Operational validation
After you wire the endpoint, validate in three places, because each one isolates a different failure domain.
- First, confirm the gateway is producing traces locally in TrueFoundry’s Monitor UI; this tells you your gateway-side telemetry is functioning.
- Second, confirm the gateway can reach LangSmith over the network by looking for successful export behavior; in locked-down VPCs, the most common failures are DNS resolution, missing private routing, or TLS trust chain issues when internal CAs are used.
- Third, confirm traces are appearing in the intended LangSmith project; if they’re landing in “default” unexpectedly, it’s usually because the project header wasn’t set, and LangSmith’s OTEL guide documents the exact header name to use.
Why this architecture holds up as you scale
The key design choice here is that the TrueFoundry AI Gateway exports traces using OpenTelemetry and LangSmith accepts OpenTelemetry traces directly.
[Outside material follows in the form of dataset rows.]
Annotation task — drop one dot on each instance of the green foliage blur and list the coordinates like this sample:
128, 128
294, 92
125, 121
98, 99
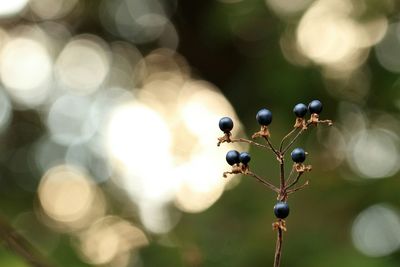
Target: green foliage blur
239, 47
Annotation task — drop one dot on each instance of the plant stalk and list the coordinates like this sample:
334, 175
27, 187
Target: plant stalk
278, 249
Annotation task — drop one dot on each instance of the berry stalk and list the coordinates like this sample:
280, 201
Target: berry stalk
240, 161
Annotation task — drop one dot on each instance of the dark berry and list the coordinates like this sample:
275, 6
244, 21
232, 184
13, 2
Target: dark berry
298, 155
281, 210
264, 117
232, 157
315, 106
226, 124
300, 110
244, 158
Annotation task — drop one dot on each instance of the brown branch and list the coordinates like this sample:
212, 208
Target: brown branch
272, 147
19, 245
286, 136
298, 188
243, 140
263, 181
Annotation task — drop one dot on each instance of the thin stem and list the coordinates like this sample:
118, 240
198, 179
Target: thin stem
243, 140
19, 245
272, 147
284, 138
282, 174
295, 181
263, 181
295, 138
298, 188
278, 249
290, 176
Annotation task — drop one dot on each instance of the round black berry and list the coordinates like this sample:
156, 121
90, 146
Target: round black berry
298, 155
264, 117
226, 124
232, 157
244, 158
315, 106
300, 110
281, 210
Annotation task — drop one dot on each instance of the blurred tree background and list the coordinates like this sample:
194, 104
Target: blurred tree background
109, 116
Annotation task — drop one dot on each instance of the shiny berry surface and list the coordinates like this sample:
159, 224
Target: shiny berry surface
315, 106
281, 210
244, 158
300, 110
232, 157
298, 155
226, 124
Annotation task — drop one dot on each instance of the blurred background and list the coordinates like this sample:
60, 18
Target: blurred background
109, 116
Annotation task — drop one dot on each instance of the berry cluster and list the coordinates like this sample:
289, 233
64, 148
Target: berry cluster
240, 161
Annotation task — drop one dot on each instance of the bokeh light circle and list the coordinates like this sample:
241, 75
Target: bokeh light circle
376, 231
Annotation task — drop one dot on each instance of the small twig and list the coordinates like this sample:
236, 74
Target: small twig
243, 140
293, 140
298, 188
290, 176
278, 249
263, 181
295, 181
272, 147
19, 245
286, 136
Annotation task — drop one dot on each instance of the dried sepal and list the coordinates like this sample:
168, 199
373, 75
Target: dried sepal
263, 132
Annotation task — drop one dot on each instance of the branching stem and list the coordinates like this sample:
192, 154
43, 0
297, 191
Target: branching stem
20, 246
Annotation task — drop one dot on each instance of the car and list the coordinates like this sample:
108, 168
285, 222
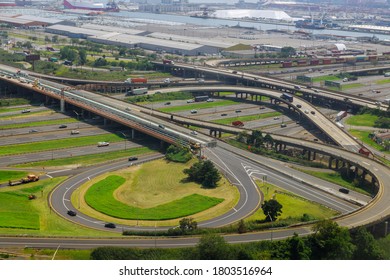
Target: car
103, 144
344, 190
71, 213
110, 225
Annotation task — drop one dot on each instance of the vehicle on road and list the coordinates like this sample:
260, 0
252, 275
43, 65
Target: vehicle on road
30, 178
71, 213
103, 144
110, 225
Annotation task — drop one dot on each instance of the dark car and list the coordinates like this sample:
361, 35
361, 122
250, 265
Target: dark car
110, 225
71, 213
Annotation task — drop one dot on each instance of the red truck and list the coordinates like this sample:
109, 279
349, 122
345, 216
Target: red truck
167, 61
238, 123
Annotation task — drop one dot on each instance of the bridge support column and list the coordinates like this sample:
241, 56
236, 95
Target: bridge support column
62, 105
330, 163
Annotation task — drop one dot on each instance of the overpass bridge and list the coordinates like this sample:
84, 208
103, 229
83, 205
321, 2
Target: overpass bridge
138, 119
245, 79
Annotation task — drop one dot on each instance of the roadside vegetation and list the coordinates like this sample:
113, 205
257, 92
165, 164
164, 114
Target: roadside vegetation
88, 160
56, 144
21, 215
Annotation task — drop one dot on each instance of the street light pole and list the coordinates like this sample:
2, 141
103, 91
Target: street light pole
271, 225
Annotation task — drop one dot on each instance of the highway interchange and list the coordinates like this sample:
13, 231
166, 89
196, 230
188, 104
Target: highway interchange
242, 169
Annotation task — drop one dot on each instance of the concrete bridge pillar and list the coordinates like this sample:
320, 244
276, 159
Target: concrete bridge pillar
62, 105
330, 163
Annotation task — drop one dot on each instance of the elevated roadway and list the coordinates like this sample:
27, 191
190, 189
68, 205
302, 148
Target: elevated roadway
276, 84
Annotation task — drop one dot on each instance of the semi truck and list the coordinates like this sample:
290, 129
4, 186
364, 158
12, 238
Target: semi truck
136, 81
167, 61
138, 91
30, 178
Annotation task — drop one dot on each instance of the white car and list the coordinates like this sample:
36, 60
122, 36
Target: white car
103, 144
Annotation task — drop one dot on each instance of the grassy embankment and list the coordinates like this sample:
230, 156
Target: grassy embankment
138, 196
19, 215
56, 144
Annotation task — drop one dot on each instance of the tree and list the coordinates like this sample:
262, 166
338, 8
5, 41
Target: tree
299, 250
331, 242
272, 209
367, 247
187, 224
203, 172
212, 247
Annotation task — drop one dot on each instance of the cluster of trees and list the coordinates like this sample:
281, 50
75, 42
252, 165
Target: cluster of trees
328, 242
203, 172
256, 139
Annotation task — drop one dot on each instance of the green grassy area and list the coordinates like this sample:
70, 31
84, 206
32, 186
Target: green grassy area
21, 216
39, 123
325, 78
100, 197
6, 175
363, 135
294, 206
198, 105
228, 121
92, 159
381, 82
350, 86
57, 144
336, 178
362, 120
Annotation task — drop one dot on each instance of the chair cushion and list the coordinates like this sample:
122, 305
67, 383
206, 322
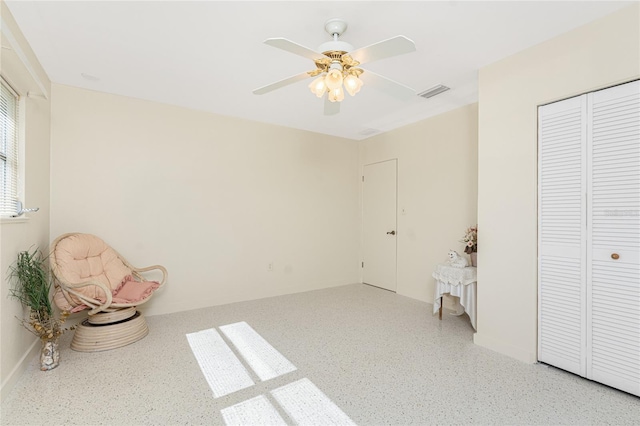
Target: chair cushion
83, 257
132, 291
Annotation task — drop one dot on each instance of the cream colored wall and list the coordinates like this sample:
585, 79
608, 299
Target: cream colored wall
437, 190
17, 345
602, 53
214, 199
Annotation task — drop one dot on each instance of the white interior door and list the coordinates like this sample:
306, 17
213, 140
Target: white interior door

LangChain’s announcement of OTEL ingestion emphasizes that LangSmith can ingest OTEL traces from standard exporters, which is what makes “gateway emits, LangSmith records”.
Conclusion
For AI leaders, the TrueFoundry–LangSmith integration provides a shared foundation where execution, observability, and evaluation stay aligned as systems scale. It lets teams manage LLM applications with the same rigor as distributed services meeting enterprise requirements without slowing development because production AI needs production-grade infrastructure.
The partnership is intentionally composable: TrueFoundry governs and routes execution, LangSmith records and evaluates behavior, and OpenTelemetry connects them. Together, they function as a practical control plane that moves organizations from promising demos to dependable, accountable AI in production.